Hi all!
Haskell is said to be great with concurrency, so they say, even though I haven’t really explored that avenue much. Recently I heard a podcast where someone talked about a little challenge/scenario they built to compare structured concurrency in several languages. That person was coming from a Scala background, but there are solutions in many languages.
Haskell is missing, so I thought, that should be easy! Did not turn out so easy.
The main Scala implementations seem to use functions for racing several concurrent tasks, that only consider a “successfully” finished task to have won the race. The Haskell async package doesn’t seem to have such a function, but no problem, I’ll write my own:
-- Race a list of actions and return the first one to
-- _successfully_ finish. Fails if all actions fail.
raceAnySuccess :: [IO a] -> IO a
raceAnySuccess tasks =
bracket
(trace "acquire" $ mapM async tasks)
(trace "release" cancelMany)
(trace "waitForSuccess" waitForSuccess)
where
waitForSuccess :: [Async a] -> IO a
waitForSuccess [] = error "All tasks failed!"
waitForSuccess asyncs = do
(completed, result) <- waitAnyCatch asyncs
case result of
Right val -> trace "success" $ return val
Left _ ->
let remaining = trace "filtering" $ filter (/= completed) asyncs
in trace "recursive" $ waitForSuccess remaining
Great. Now, once scenario requires you to start 10,000 tasks, race the one that finishes first, cancel the others.
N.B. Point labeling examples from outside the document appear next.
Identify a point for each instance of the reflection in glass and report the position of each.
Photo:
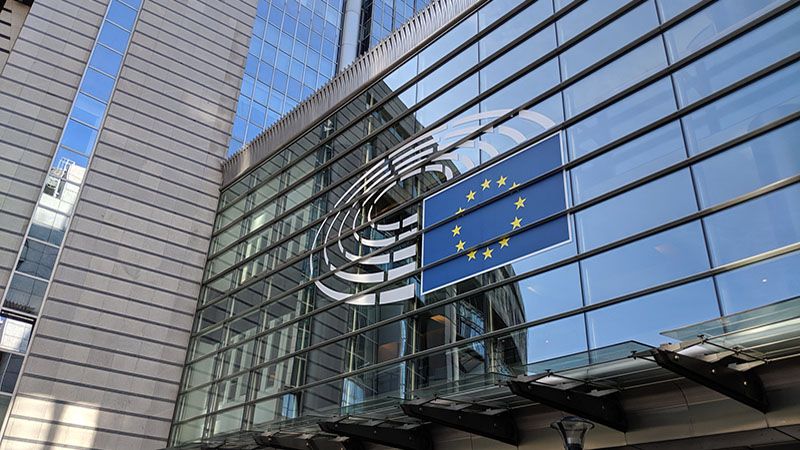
(37, 259)
(97, 85)
(644, 318)
(79, 137)
(759, 284)
(106, 60)
(48, 226)
(757, 226)
(755, 50)
(10, 366)
(88, 110)
(645, 207)
(25, 294)
(619, 119)
(15, 334)
(710, 24)
(749, 166)
(551, 292)
(605, 41)
(657, 259)
(628, 162)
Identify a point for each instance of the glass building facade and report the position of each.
(293, 51)
(381, 17)
(677, 127)
(44, 239)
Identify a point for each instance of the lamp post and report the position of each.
(572, 430)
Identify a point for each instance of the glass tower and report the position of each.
(677, 124)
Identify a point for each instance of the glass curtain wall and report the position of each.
(293, 51)
(677, 123)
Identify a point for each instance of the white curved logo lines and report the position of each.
(376, 265)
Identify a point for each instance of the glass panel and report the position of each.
(88, 110)
(79, 137)
(37, 259)
(709, 24)
(515, 27)
(619, 119)
(749, 166)
(633, 24)
(10, 366)
(763, 224)
(759, 284)
(645, 207)
(97, 84)
(762, 102)
(644, 318)
(757, 49)
(48, 226)
(671, 8)
(106, 60)
(630, 68)
(666, 256)
(585, 16)
(25, 294)
(121, 14)
(550, 293)
(114, 37)
(629, 162)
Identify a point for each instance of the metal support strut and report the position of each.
(493, 423)
(603, 409)
(744, 387)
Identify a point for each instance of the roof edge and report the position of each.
(420, 30)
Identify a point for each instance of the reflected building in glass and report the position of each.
(114, 119)
(658, 191)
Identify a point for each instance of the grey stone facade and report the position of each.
(104, 366)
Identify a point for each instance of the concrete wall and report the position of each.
(104, 366)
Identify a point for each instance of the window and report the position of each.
(760, 284)
(647, 206)
(657, 259)
(644, 319)
(760, 103)
(749, 166)
(629, 162)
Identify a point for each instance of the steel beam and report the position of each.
(493, 423)
(744, 387)
(402, 436)
(307, 441)
(605, 410)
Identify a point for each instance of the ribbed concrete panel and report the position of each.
(37, 85)
(105, 364)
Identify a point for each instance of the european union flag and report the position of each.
(472, 220)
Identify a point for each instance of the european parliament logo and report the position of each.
(362, 264)
(503, 213)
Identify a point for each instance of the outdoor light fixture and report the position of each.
(572, 430)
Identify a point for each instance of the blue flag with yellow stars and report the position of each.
(493, 217)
I wrote a little reproducer to highlight my issue: Haskell async - race successful tasks · GitHub
In that example, I start one task that just waits (threadDelay) for 1 second and then finishes. The other ones are running infinitely, just calling threadDelay again and again.
So my expectation: Run 1 second + whatever overhead you need to start and cancel n tasks.
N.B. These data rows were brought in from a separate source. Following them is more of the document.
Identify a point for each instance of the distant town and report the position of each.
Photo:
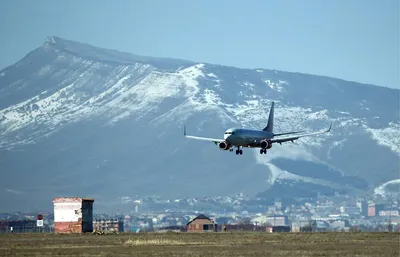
(341, 213)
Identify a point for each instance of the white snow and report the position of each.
(388, 137)
(380, 190)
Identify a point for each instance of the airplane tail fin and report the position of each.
(270, 125)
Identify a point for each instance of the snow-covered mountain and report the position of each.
(78, 120)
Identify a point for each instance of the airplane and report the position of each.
(252, 138)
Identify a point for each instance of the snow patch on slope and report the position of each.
(388, 137)
(382, 190)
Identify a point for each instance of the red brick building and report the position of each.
(73, 215)
(201, 224)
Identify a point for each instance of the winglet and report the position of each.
(330, 126)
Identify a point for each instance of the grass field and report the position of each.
(203, 244)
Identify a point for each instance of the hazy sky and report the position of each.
(355, 40)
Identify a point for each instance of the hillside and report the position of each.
(80, 120)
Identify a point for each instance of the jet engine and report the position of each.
(265, 144)
(224, 145)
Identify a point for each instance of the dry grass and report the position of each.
(203, 244)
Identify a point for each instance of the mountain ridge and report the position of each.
(82, 117)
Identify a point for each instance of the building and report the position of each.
(116, 225)
(278, 220)
(201, 224)
(73, 215)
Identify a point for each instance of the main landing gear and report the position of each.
(238, 151)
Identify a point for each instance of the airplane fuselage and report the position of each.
(253, 138)
(245, 137)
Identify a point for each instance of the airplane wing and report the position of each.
(286, 139)
(214, 140)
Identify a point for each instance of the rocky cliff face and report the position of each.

Works fine for 1,000 tasks:
real | 0m1,123s |
---|---|
user | 0m0,987s |
sys | 0m0,339s |
How long does it take for 5,000 tasks? 1 Second + 5 times the overhead? I.e. linear increase? Nope:
real | 2m52,497s |
---|---|
user | 2m52,823s |
sys | 0m0,907s |
I’m using GHC 9.6.7 (ghcup recommended). Cabal 3.12.1.0. On Ubuntu. I ran the tests with:
cabal build && time cabal run all -- +RTS -N6 -RTS
(on an 8 core machine).
It prints the waitForSuccess
message and then stalls. I have 1 single core at 100% utilization.
I used the -B
option (yeah, really), to see if it was the GC and heard a bing.
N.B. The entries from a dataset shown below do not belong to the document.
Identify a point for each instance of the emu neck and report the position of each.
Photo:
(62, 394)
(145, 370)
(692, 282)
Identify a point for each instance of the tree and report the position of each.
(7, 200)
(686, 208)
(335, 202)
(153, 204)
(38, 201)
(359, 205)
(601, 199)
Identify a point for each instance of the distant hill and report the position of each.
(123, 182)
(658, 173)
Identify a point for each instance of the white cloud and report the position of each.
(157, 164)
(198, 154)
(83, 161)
Looking at the RTS opts docs, I tried -xn
(non-moving GC), but that’s somehow worse:
real | 3m38,358s |
---|---|
user | 3m39,272s |
sys | 0m0,654s |
The parallel GC options should all be enabled by default, according to the docs, that is -qg
, -qb
, -qn
, even though I only see one core engaged.
Is there anything obviously wrong with my code? If not, can anyone suggest some tuning options, or ways how to debug this?
Would appreciate any input. Thank you.